内侍来报,说昭阳公主和三皇子一道进了宫,正在殿外候着。皇帝捏了捏眉心,头不自觉地疼了起来。
“这俩祖宗怎么凑一块儿了。”他低声说了一句,语气里却没什么怒意,倒有几分认命的无奈,“传吧。”
叶萋萋拽着三皇子进殿的时候,皇帝正端着茶盏,目光扫过来,像要把他们从里到外看个透。
“皇兄!”叶萋萋笑得眉眼弯弯,声音甜得能掐出水来,“昭阳想您了!”
皇帝“啧”了一声,放下茶盏,一点面子不留:“说吧,又闯什么祸了?”
三皇子摊了摊手,满脸无辜:“臣弟这回真是被拉来的。”
“你少来。”皇帝瞪他一眼,“你哪回不是这么说。”
叶萋萋已经凑到了御案前,仰着脸,摆出一副人畜无害的模样:“真没有。就是想皇兄了,来看看您。您看,我还带了东西呢。”
皇帝上下打量她一眼。这妹妹什么性子,他最清楚不过。没事的时候,人影都见不着,一年进宫不超过三次。但凡主动来,不是要钱,就是要人,再不然就是闯了祸来找他收拾。
“又看上哪个了?”他靠着椅背,语气懒散中带着点揶揄,“还是哪家的男宠惹你不高兴了?”
叶萋萋脸不红心不跳,理直气壮道:“我改好了。不去那些地方了,也不养新人了。我现在要做正经事。”
皇帝像听了什么极好笑的笑话,嗤笑一声:“你要做正经事?说来听听,是准备把东市买下来,还是打算把西街的脂粉铺全包了?”
叶萋萋也不恼,笑吟吟地打开千帆呈上来的匣子:“我这次呀,要做的是这个。”
她把匣子推到御案前。皇帝低头一看,里面整整齐齐码着一排象牙小方块,旁边还有几叠纸牌和一套花花绿绿的琉璃珠。他拿起一张麻将,在手里翻了个面。
“这是什么?”他问,眉头微不可察地挑了挑。
“麻将。”叶萋萋说,然后朝三皇子使了个眼色。
三皇子会意,立刻摇着扇子凑上来:“皇兄,这可不是寻常玩意儿。臣弟刚才在她那儿初试了几把,确实比叶子戏精妙得多。又得记牌,又得算牌,还能凑花色做局。京里那些老玩意儿,跟它没法比。”
叶萋萋紧跟着帮腔:“就玩一次嘛。今天正好三缺一,您不玩,这局就凑不起来了。”
皇帝看着她,目光里带了几分审视:“你什么时候对这些感兴趣了?朕记得你从前只对逛南风馆有兴趣。”
叶萋萋干笑一声,心里骂了原主八百遍,嘴上却道:“人总要长大的嘛。再说了,这又不耽误我别的。就玩一局,一局就好。您要是不喜欢,我以后再也不提了。”
皇帝不说话了。他低头看着手里那张麻将,指腹在牌面的刻纹上摩挲了一下。三皇子在旁边敲边鼓:“皇兄,您日夜操劳,也该松散松散。

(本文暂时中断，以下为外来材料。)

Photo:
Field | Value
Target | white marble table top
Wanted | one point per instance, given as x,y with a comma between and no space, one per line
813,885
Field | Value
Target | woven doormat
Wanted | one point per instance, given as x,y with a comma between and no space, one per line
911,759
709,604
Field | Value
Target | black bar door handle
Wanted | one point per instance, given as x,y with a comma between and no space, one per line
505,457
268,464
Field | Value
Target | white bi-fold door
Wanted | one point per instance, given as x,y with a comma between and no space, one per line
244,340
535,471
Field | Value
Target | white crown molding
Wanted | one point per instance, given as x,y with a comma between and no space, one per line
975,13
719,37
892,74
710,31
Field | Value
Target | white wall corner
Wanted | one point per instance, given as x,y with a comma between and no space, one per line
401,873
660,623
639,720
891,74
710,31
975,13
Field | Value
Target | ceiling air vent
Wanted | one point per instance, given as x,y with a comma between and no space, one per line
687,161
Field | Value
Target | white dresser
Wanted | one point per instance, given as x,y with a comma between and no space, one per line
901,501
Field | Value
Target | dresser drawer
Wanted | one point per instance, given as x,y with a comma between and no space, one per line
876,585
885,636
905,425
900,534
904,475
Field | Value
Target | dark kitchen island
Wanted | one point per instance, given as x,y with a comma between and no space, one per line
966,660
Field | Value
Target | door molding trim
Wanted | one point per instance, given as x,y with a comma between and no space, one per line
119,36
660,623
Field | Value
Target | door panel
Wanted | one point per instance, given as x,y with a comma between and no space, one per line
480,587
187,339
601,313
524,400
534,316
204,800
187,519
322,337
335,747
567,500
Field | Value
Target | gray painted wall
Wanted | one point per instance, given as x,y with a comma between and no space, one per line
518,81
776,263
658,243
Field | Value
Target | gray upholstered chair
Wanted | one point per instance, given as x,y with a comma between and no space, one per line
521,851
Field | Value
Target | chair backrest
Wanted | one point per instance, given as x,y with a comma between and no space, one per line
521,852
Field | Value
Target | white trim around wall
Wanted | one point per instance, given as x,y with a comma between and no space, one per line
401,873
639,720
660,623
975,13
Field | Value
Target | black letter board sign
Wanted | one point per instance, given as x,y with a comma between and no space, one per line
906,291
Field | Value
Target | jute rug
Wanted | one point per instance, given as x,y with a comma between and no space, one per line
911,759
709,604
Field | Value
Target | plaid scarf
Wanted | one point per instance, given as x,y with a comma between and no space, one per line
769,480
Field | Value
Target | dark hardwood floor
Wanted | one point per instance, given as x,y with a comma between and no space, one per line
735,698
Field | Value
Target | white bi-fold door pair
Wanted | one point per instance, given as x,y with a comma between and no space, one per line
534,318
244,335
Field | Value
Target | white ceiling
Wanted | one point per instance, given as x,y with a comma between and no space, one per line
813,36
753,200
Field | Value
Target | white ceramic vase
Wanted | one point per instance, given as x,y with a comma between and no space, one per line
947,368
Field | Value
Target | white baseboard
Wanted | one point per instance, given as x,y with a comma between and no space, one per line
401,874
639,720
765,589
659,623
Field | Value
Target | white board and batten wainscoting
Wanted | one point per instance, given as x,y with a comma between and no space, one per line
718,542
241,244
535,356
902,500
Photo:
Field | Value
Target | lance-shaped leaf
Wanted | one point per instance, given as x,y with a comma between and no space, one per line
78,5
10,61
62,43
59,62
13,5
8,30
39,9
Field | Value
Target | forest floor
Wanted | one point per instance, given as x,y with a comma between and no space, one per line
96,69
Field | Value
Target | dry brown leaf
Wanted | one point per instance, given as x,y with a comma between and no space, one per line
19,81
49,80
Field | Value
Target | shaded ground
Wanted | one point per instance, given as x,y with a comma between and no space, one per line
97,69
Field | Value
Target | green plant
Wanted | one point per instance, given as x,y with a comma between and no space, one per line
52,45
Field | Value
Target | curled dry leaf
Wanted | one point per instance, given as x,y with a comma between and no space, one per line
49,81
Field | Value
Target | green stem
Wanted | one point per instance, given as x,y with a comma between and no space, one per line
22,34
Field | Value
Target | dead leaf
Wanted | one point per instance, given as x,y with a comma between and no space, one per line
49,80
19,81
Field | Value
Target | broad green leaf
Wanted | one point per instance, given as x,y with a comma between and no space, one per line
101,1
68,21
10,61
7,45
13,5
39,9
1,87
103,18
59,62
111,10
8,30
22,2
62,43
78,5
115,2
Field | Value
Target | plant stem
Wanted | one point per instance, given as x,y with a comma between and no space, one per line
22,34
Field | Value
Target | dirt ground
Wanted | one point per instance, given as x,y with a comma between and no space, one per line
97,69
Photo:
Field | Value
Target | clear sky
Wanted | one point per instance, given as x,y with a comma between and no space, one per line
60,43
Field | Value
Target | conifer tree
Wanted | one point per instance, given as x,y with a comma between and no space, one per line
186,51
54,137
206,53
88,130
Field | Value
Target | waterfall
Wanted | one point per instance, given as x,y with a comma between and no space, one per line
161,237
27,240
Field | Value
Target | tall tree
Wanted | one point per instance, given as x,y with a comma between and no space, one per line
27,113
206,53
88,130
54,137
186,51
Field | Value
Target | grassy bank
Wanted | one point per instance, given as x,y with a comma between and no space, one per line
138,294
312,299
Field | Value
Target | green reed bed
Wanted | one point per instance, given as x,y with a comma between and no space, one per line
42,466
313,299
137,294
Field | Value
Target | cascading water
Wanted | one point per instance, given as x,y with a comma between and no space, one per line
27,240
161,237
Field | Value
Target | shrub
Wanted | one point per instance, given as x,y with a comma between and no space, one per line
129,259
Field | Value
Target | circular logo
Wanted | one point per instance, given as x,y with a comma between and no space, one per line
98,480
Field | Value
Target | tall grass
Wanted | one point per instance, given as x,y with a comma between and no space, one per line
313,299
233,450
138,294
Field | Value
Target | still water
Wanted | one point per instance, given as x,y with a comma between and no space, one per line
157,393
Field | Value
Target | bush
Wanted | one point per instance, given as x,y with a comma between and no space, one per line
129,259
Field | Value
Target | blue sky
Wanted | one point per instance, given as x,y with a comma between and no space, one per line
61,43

就陪她玩几把,臣弟给您压阵。”
皇帝终于叹了口气,把牌丢回匣中,看向殿角的老内侍:“小德子,搬张方桌过来。朕倒要看看,这丫头能玩出什么花样来。”
牌桌很快摆好了。
叶萋萋亲自洗牌,动作已经练得相当熟练。象牙牌在她手下哗哗作响,碰撞声清脆悦耳。皇帝坐在首位,三皇子坐在他对面,叶萋萋坐在下家,上家则是被点名上场的德公公。
千帆站在叶萋萋身后,负责教牌。
“陛下,这是万子。”他拿起一张一万,说话时不卑不亢,“从一到九,共三十六张。这是筒子,这是索子。每类四张……”
他说得条理清晰,连皇帝都多看了他一眼。三皇子学得快,几圈下来已经能自己理牌。皇帝则沉着脸,听得很认真,倒像在听臣下奏事。
“碰。”皇帝第一次碰牌时,还带着几分帝王威仪。
“胡了!”叶萋萋把牌一推,笑得眼睛都看不见了,“皇兄,您给我点炮了!”
皇帝愣了一下,低头看她推倒的牌,又看自己打出去的那张。他抿了抿唇,像有些不甘心,又觉得新奇。三皇子已经嚷嚷着要再来一局,德公公在一旁擦着汗,陪笑得脸都僵了。
第二局,皇帝赢了一把。他眉梢几不可察地动了一下,似乎有了点兴致。第三局,三皇子胡了。第四局,皇帝又胡了。牌桌上的气氛渐渐热起来,连德公公都忘了紧张,抓着牌苦思冥想。
叶萋萋一边打牌,一边偷偷瞄皇帝的脸色。见他眉目渐渐舒展开来,她心里那点忐忑也慢慢落了地。
打到深夜,皇帝赢得最多,三皇子输得最惨,却玩得最起劲。散场时,三皇子还攥着两张牌不放,说下回非赢回来不可。皇帝看了他一眼,难得没训他。
叶萋萋趁热打铁,凑到皇帝身边,伸手扯了扯他的袖子:“皇兄,您玩得可还尽兴?”
皇帝睨了她一眼:“有话直说。”
叶萋萋眨了眨眼,笑得又乖又软:“我想开个坊子,专门给人玩这些。不赌钱,就是雅间小聚,喝喝茶、下下棋、打打牌。皇兄要是觉得好,就给我题个匾呗。”
皇帝哼了一声:“就知道你憋着事儿。”
“好不好嘛。”叶萋萋摇了摇他的袖子,“就三个字。您那么厉害,写出来肯定又好看又威风。我这小坊子有了您这匾,满京城谁不高看一眼?”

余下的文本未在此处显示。